简体   繁体   中英

Working with embedded documents in MongoDB

I have a document with the following structure, some fields omitted for brevity;

{
  _id: 1,
  projectName: name,
  managers: [
    { managerId: manager1, status: false, startDate: startDate, endDate: endDate },
    { managerId: manager2, status: false, startDate: startDate, endDate: endDate }
    { managerId: manager3, status: true, startDate: startDate, endDate: endDate }
  ]
}

Here are my business rules;

  • A project can be created with/without being assigned a manager
  • A manager can be assigned/re-assigned a project - projects are transferable between managers
  • Each project should have a footprint of the managers involved
  • A project cannot have more than one managers at the same time

My intention is;

  • Upon re-assigning an officer, set the current active manager's status to false then push a new manager into the embedded document using a single query because it makes the most sense making a single round trip to the database unlike two round trips. The following is a snippet of what I came up with;

     Collection.update( { _id: 1, "managers.status": true }, { $set: { "managers.$.status": false }, $push: { managers: { managerId: newManagerId, status: true, startDate: startDate, endDate: endDate } } } );

Challenges

My intention becomes a challenge because of the following circumstances;

  • When a new project is created without a manager, the managers field which contains the embedded managers documents is not set

  • How do I check whether an embedded document with the status of true exists so that I can set it to false and also if it doesn't push a new document in

Any ideas?

UPDATE

With reference to @Matt K's response, it made sense to make some better design decisions on my schema and made use of unshift instead of push. I'm also setting the officers field default to an empty array on insert incase no manager is assigned yet. Following is how my schema looks like after restructuring it;

    {
      _id: 1,
      projectName: name,
      managers: [
        { managerId: manager1, startDate: startDate },
        { managerId: manager2, startDate: startDate }
        { managerId: manager3, startDate: startDate }
      ]
    }

And here's my query;

    Collection.update(
      { _id: 1 },
      {
        $push: {
           managers: {
              $each: [{ managerId: newManagerId, startDate: startDate }],
              $position: 0
           }
         }
       }
    );

Note that Mongo API doesn't provide unshift as an atomic operation but there's $position which achieves the same effect. So I no longer need status because all current managers will be at position 0 of the array. Also I don't need endDate because I can easily get that from a previous manager's document. Hope this helps someone :)

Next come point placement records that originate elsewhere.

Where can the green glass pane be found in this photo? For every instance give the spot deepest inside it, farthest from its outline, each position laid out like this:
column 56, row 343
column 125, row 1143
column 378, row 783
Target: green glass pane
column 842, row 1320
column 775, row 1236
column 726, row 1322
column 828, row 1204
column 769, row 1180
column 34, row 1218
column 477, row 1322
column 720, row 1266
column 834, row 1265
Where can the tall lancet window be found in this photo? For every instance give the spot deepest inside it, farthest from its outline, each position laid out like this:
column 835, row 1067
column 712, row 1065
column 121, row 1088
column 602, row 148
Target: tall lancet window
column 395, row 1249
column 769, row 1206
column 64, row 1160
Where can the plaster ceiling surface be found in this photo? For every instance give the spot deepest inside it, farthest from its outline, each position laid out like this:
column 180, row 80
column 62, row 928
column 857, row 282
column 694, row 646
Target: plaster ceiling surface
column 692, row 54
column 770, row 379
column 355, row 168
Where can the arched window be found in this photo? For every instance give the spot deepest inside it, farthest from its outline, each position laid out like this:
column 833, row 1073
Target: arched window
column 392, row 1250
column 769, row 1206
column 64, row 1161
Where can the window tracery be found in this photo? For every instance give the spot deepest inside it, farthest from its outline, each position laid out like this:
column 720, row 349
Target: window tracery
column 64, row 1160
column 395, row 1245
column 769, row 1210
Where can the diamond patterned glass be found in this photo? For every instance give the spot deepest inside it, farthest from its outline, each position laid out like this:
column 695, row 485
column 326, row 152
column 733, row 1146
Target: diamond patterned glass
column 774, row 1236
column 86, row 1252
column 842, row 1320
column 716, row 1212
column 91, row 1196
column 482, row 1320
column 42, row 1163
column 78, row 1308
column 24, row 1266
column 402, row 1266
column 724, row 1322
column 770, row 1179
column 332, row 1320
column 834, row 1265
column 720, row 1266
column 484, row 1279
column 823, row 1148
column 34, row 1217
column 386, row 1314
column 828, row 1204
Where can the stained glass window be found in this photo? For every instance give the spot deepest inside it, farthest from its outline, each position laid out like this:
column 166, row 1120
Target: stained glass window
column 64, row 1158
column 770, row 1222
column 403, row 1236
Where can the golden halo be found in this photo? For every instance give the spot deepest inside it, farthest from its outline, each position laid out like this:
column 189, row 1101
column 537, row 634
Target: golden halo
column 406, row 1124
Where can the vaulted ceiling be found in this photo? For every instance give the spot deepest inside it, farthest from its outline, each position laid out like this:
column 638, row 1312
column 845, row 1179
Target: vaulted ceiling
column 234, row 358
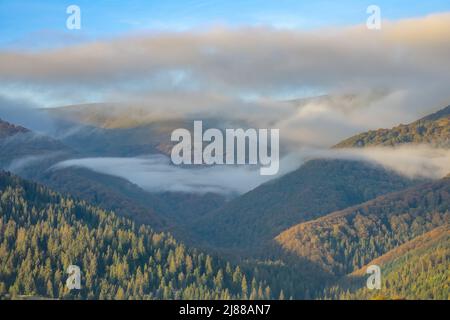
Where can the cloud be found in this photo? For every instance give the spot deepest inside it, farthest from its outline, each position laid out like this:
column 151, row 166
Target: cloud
column 398, row 74
column 156, row 174
column 413, row 161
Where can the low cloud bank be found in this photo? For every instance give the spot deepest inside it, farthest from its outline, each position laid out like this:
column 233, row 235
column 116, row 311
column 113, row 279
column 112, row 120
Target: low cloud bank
column 156, row 174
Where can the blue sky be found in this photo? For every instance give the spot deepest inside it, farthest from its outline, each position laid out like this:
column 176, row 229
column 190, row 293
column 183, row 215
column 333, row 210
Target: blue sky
column 40, row 24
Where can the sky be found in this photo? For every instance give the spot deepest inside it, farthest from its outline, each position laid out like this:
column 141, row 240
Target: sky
column 240, row 60
column 42, row 24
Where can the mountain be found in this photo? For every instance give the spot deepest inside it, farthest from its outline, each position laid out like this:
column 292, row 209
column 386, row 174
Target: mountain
column 43, row 232
column 32, row 156
column 346, row 240
column 21, row 147
column 418, row 269
column 315, row 189
column 433, row 129
column 7, row 129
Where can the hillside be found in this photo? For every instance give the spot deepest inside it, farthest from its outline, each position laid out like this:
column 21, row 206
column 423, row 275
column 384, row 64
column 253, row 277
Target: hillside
column 42, row 233
column 7, row 129
column 317, row 188
column 346, row 240
column 418, row 269
column 433, row 129
column 32, row 156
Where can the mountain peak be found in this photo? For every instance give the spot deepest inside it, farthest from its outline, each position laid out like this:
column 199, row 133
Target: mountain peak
column 7, row 129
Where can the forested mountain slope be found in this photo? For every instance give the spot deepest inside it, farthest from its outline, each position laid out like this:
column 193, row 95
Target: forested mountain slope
column 418, row 269
column 317, row 188
column 433, row 129
column 346, row 240
column 42, row 233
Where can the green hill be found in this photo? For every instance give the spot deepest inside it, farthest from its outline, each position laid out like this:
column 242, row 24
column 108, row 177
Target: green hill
column 418, row 269
column 433, row 129
column 317, row 188
column 346, row 240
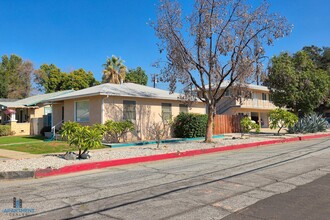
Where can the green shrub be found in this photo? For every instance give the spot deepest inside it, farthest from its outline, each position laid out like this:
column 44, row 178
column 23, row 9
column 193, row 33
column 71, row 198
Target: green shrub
column 280, row 118
column 5, row 130
column 86, row 137
column 247, row 125
column 45, row 129
column 309, row 124
column 190, row 125
column 117, row 130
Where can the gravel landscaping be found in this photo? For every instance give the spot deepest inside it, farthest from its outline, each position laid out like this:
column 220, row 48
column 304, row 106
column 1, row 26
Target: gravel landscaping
column 54, row 161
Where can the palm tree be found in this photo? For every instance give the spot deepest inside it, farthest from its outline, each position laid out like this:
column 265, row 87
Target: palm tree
column 114, row 70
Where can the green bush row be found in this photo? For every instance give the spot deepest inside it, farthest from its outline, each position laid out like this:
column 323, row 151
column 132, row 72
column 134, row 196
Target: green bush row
column 190, row 125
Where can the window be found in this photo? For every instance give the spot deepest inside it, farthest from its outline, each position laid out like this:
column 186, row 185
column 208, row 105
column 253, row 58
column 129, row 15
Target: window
column 82, row 111
column 167, row 110
column 129, row 110
column 47, row 110
column 183, row 108
column 228, row 93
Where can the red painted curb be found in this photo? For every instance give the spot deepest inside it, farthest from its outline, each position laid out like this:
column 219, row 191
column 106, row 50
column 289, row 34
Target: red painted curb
column 110, row 163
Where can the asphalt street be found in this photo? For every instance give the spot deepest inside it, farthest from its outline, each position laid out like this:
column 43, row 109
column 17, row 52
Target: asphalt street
column 212, row 186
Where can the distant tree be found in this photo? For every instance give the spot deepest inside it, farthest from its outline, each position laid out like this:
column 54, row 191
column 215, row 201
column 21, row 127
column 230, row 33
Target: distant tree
column 224, row 41
column 296, row 83
column 114, row 70
column 320, row 56
column 79, row 79
column 50, row 78
column 137, row 76
column 15, row 77
column 321, row 59
column 280, row 118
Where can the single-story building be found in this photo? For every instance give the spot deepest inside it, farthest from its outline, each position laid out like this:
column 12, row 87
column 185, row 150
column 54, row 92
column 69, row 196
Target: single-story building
column 142, row 105
column 28, row 116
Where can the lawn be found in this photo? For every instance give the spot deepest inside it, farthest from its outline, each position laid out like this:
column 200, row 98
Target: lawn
column 20, row 139
column 24, row 144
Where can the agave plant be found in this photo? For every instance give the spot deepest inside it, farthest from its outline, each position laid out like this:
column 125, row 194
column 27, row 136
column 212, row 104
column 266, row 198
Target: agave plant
column 309, row 124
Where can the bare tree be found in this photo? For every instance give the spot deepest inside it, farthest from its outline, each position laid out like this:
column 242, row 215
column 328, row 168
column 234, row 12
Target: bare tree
column 220, row 40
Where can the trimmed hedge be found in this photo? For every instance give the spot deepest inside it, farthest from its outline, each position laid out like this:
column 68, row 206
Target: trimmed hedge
column 190, row 125
column 5, row 130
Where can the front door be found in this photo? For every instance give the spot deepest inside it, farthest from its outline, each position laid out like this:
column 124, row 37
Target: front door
column 62, row 113
column 255, row 99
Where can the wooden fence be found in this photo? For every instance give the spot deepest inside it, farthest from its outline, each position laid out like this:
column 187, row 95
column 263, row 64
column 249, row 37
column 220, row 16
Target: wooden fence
column 227, row 124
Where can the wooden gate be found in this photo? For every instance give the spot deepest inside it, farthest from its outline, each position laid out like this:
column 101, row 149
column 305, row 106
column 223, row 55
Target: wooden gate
column 227, row 124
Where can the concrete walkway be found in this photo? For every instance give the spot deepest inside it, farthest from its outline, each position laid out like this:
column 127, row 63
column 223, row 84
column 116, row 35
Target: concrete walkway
column 5, row 154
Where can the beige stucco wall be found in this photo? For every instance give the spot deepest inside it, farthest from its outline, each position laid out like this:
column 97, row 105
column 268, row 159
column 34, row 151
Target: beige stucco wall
column 20, row 128
column 147, row 111
column 95, row 106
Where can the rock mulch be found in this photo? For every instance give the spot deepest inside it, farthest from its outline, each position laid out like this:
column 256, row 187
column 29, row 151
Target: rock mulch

In keeping with your current schema (not recommended):

First, save the entire document to the client:

doc = {
  _id: 1,
  projectName: name,
  managers: [
    { managerId: "manager1", status: false, startDate: "startDate", endDate: "endDate" },
    { managerId: "manager2", status: false, startDate: "startDate",endDate: "endDate" },
    { managerId: "manager3", status: true, startDate: "startDate", endDate: "endDate" }
  ]
}

Add a managers field if it doesn't exist:

doc.managers = doc.managers || [];

Then, iterate over each field, setting status to false:

for (var i = 0; i < doc.managers.length; i++) {
  doc.managers[i].status = false;
}

Push the new manager:

doc.managers.push({
  managerId: "newManagerId", status: true, startDate: "startDate", endDate: "endDate"
})

Update the doc with your new one:

Collection.update(1, doc)

OR, if you're really, really concerned with sending over a couple extra bytes:

Collection.update(1, {$set: {managers: doc.managers}})

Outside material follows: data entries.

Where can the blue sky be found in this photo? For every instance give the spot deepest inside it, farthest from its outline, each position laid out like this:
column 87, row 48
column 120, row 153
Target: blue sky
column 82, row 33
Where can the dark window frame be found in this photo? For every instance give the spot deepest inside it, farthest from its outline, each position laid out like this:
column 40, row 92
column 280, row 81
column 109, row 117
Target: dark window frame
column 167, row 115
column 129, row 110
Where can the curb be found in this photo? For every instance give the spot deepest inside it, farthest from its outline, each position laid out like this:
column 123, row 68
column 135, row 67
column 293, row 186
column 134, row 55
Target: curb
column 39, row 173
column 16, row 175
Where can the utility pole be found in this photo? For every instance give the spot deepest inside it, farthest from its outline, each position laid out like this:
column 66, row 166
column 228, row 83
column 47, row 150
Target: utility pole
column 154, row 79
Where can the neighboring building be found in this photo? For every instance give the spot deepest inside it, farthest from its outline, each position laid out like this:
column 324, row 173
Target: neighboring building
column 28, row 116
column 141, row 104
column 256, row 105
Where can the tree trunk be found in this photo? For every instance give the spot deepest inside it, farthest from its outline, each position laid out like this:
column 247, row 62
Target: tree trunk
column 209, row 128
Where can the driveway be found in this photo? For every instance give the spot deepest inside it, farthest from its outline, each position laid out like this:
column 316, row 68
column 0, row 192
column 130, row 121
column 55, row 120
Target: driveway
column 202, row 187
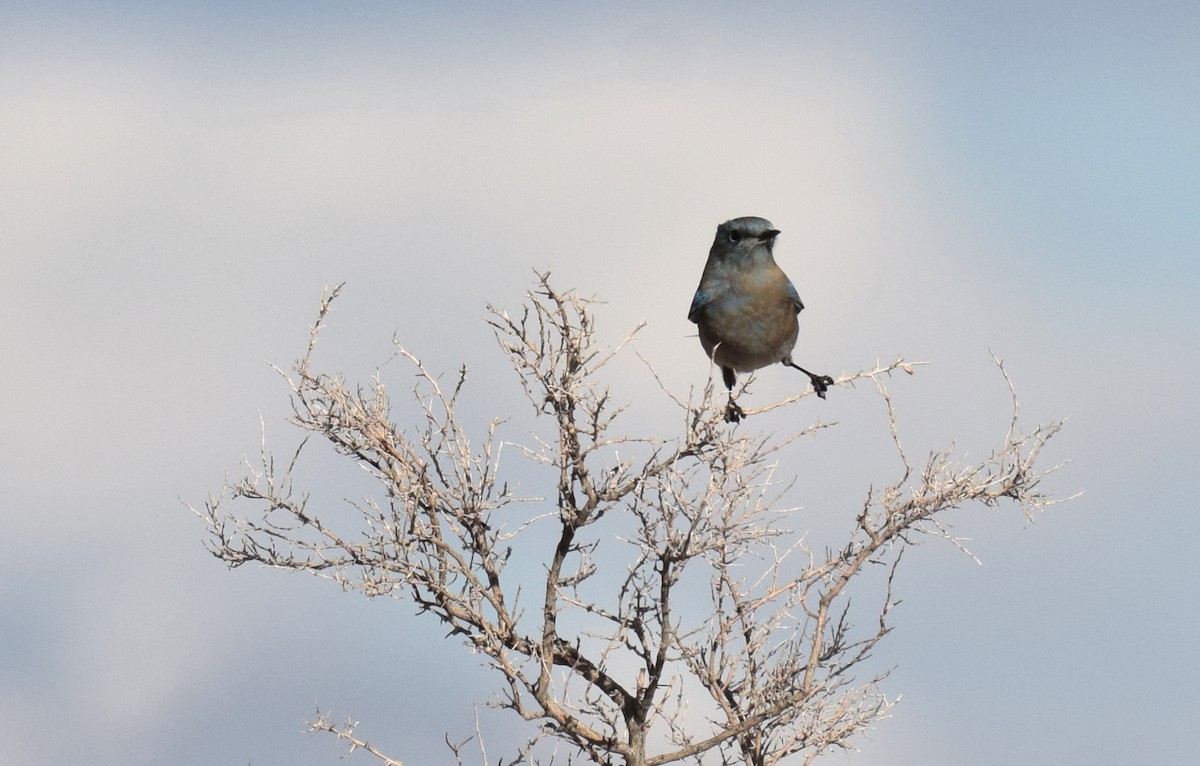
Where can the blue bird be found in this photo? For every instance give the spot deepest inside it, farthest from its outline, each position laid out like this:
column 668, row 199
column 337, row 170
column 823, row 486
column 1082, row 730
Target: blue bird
column 747, row 307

After all that, I recommend you for ditch the status field in your managers array & create a new field called currentManager . Doing so does a few things:

  • it eliminates the effort you have to put in to keep the status fields mutually exclusive

  • it makes finding the current manager VERY easy (no $elemMatch )

  • it makes more sense, since your PK of the managers subdoc isn't the manager, rather a joint key of managerId, startDate, and endDate.

Alternatively, get rid of the status field & unshift new managers instead of pushing. Then, you know field 0 always has the current (if one exists).